Hi NavyMe,
This is a really good and actually quite important question I think. I think that ruptures and how they are handled are a very important part, if not the MOST important part of the healing process.
I was hurt so badly by my relationships when I was young that I essentially spent my life searching for that "perfect" relationship in which the person would love me enough to never hurt me and I would at last feel safe and loved. Problem is there's no such thing as a person who never hurts you. We're all human, and have human failings such as irritability, defensiveness and selfishness that get in the way of us responding well even to people we love deeply and are committed to.

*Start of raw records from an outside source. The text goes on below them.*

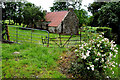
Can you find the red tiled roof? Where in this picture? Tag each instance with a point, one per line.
(55, 18)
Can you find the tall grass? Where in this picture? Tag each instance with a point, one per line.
(33, 61)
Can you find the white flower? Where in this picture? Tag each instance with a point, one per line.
(102, 60)
(113, 65)
(92, 66)
(112, 72)
(88, 68)
(100, 35)
(84, 57)
(107, 76)
(98, 54)
(88, 53)
(114, 56)
(105, 66)
(102, 40)
(96, 59)
(76, 50)
(116, 51)
(110, 54)
(98, 45)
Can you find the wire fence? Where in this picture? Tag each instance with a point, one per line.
(29, 35)
(43, 37)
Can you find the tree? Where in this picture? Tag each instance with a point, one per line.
(82, 16)
(94, 9)
(81, 13)
(32, 14)
(107, 14)
(59, 6)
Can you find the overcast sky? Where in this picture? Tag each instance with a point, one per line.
(46, 4)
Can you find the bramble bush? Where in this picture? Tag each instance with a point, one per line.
(93, 58)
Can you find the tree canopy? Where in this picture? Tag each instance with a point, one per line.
(63, 6)
(106, 14)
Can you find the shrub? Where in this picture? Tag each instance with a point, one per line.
(93, 58)
(106, 30)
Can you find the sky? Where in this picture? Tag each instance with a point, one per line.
(46, 4)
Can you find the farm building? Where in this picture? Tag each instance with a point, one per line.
(64, 22)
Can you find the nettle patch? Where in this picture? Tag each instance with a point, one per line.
(94, 58)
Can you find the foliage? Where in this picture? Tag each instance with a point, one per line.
(81, 13)
(82, 16)
(59, 6)
(33, 61)
(106, 14)
(94, 58)
(32, 15)
(106, 30)
(12, 11)
(94, 9)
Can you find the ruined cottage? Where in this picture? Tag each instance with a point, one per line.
(63, 22)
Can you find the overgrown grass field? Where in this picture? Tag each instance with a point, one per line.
(33, 61)
(36, 61)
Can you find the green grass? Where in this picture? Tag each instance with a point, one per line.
(37, 36)
(116, 69)
(33, 61)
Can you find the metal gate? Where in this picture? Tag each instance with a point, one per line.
(29, 35)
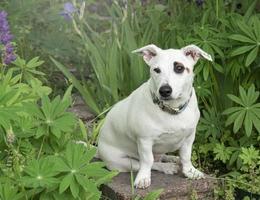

So it was vitally important for me to learn that safety didn't mean never getting hurt, it meant being able to bear the hurt, be honest about it and be met with understanding so that the rupture could be repaired. That having something go wrong does NOT mean the relationship is a bad one or it's time to leave (a favorite reaction and one that quite reasonably drove my husband nuts until I outgrew it in couples' counseling). A committed, loving relationship can weather the storm of failures and hurts. In fact, working through these kinds of disappointments is in fact, what teaches us to trust the relationship.
OTOH, survivors of long term abuse can tend to stay in bad relationships way past the expiration date, trying to save something unworkable, still driven by the fact that when they were a child they had no choice but to MAKE the relationship with their caregivers' work.
So there are a number of skills involved in ruptures. One is to learn to endure them and the pain they bring and learn to heal them. The other is to discern whether the other person is actually acting in good faith to repair them.
I had a lot of ruptures with my T. If he thought he messed up, he was very quick to take responsibility and apologize. If he didn't feel like he did anything wrong (which happened, as sometimes I would get angry about things when he didn't do anything wrong), he would not apologize, but in either case, he would remain non-defensive and very willing to hear all of my feelings. He would work to normalize my feelings even when he didn't feel he had done anything wrong. So what told me I mattered wasn't that he never blew it, or never hurt me, it was that when I was hurt, I was attended to and listened to.
I want to give you two examples of ruptures, one in which he actually messed up, and another in which he didn't to illustrate what I'm saying.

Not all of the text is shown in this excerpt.